All that to say that I'm out of shape.

Okay. Relatively.

I find it difficult to lift and carry heavy things. My fingers no longer reach my my toes. My pants are tight. If I'm gearing up for a 70.3 in June, I need some preparatory work.

I sat down with a notebook to pencil in what I need before I start my training plan in March. Here's the low-down:

  1. Reduce and prevent inflammation in plantar fascia
  2. Loosen and reduce inflammation in piriformis
  3. Align shoulders, especially the right one
  4. Stabilize ankles and reduce/prevent achilles tendinosis
  5. Stabilize core and lumbo-pelvic area
To accomplish all that, I put together a yoga routine. It's short; takes less than 20 minutes, and that includes time to lay around and meditate. And, being the generous, loving trainer and coach that I am, I recorded my routine for you, so that you can join me!
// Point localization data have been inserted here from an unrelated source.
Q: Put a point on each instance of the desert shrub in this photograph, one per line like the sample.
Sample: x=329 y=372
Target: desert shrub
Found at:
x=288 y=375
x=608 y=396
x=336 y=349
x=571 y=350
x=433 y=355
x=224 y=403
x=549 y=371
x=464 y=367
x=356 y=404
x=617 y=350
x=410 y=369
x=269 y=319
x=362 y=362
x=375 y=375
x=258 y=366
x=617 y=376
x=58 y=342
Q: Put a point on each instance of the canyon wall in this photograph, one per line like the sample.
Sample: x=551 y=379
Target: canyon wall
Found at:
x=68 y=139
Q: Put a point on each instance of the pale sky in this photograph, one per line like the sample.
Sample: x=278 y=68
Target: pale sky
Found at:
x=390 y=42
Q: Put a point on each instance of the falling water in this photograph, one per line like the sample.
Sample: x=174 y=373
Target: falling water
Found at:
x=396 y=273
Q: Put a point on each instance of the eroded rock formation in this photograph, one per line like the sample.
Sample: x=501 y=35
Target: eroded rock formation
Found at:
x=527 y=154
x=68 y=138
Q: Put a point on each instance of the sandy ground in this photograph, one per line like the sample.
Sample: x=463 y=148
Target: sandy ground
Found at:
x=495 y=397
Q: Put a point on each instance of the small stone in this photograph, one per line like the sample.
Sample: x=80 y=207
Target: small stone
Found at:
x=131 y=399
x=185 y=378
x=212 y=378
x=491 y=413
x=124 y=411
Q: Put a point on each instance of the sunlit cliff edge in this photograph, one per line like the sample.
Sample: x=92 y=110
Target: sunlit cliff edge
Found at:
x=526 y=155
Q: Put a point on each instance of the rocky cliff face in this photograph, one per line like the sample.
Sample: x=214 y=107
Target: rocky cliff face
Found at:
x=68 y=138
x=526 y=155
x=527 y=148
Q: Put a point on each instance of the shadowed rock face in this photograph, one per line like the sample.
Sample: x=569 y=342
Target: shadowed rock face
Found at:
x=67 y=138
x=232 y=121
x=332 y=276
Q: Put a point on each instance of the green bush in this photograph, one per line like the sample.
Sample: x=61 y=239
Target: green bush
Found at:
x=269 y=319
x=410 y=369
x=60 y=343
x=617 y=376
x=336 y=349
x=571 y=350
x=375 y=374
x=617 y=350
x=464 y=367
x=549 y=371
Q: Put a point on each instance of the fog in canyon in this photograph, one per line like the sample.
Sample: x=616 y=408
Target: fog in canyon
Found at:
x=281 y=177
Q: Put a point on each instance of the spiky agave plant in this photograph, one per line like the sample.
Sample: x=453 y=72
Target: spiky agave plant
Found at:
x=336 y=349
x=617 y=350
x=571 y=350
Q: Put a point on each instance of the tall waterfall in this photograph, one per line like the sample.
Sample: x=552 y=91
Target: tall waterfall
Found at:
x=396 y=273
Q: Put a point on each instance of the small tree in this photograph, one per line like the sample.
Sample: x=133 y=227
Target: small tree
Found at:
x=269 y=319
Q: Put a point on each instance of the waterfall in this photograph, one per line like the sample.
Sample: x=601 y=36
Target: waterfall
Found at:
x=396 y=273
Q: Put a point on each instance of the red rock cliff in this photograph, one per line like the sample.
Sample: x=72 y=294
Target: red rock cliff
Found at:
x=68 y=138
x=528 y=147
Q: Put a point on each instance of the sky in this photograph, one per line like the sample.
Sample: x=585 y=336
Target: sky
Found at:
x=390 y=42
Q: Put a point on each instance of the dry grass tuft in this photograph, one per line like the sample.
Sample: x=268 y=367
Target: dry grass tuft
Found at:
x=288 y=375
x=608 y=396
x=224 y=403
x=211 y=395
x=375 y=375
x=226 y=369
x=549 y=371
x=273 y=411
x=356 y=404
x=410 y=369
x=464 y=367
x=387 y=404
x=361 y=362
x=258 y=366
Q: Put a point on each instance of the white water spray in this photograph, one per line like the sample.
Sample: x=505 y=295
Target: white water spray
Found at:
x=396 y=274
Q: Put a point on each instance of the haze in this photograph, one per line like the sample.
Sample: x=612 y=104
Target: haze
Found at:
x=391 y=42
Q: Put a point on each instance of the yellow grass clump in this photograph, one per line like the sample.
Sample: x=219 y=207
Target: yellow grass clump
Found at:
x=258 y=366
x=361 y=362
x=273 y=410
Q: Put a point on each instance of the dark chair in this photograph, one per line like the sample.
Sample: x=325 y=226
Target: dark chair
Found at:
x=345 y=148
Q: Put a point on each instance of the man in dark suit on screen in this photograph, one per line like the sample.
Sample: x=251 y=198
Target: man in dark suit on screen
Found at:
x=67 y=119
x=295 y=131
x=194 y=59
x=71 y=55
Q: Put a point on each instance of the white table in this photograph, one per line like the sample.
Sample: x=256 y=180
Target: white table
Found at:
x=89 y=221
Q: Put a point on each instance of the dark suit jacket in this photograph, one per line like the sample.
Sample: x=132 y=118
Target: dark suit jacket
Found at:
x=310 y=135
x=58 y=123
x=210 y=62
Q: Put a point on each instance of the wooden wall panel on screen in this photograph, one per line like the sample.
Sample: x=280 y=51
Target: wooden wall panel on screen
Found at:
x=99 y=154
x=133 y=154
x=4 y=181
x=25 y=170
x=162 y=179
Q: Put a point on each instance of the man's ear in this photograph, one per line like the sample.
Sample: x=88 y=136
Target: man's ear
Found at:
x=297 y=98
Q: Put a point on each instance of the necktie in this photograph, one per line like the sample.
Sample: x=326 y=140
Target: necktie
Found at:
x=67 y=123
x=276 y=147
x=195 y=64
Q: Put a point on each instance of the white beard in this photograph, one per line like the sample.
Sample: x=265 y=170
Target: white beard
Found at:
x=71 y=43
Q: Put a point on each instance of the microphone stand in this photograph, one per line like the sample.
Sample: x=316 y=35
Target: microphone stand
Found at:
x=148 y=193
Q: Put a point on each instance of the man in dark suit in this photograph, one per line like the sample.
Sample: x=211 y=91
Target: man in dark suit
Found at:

I provide cues for proper alignment and activation in the workout, but I don't tell you how to do the poses, step-by-step. If you're not familiar with yoga, you will need to study these poses to get the most out of the workout:

Ardho Mukha Svanasana (Downward Facing Dog)
Crescent (High Lunge)
Virabhadrasana II (Warrior II)
Virabhadrasana I (Warrior I)
Trikonasana (Triangle)
Ardha Chandrasana (Half Moon)
Parsvakonasana (Side Angle)

Parsvottanasana (Intense Side Stretch)
Parivrtta Trikonasana (Revolving Triangle)
Parivrtta Ardha Chandrasana (Revolving Half Moon)
Hasta Padangusthasana (Hand to Big Toe)
Parsva Hasta Padangusthasana (Side Hand to Big Toe)
Parivrtta Hasta Padangusthasana (Revolving Hand to Big Toe)
Utthita Hasta Padangusthasana (Extended Hand to Big Toe, arms overhead)

Savasana (Corpse)

Download and enjoy! I hope this helps each of us prepare for our next big race!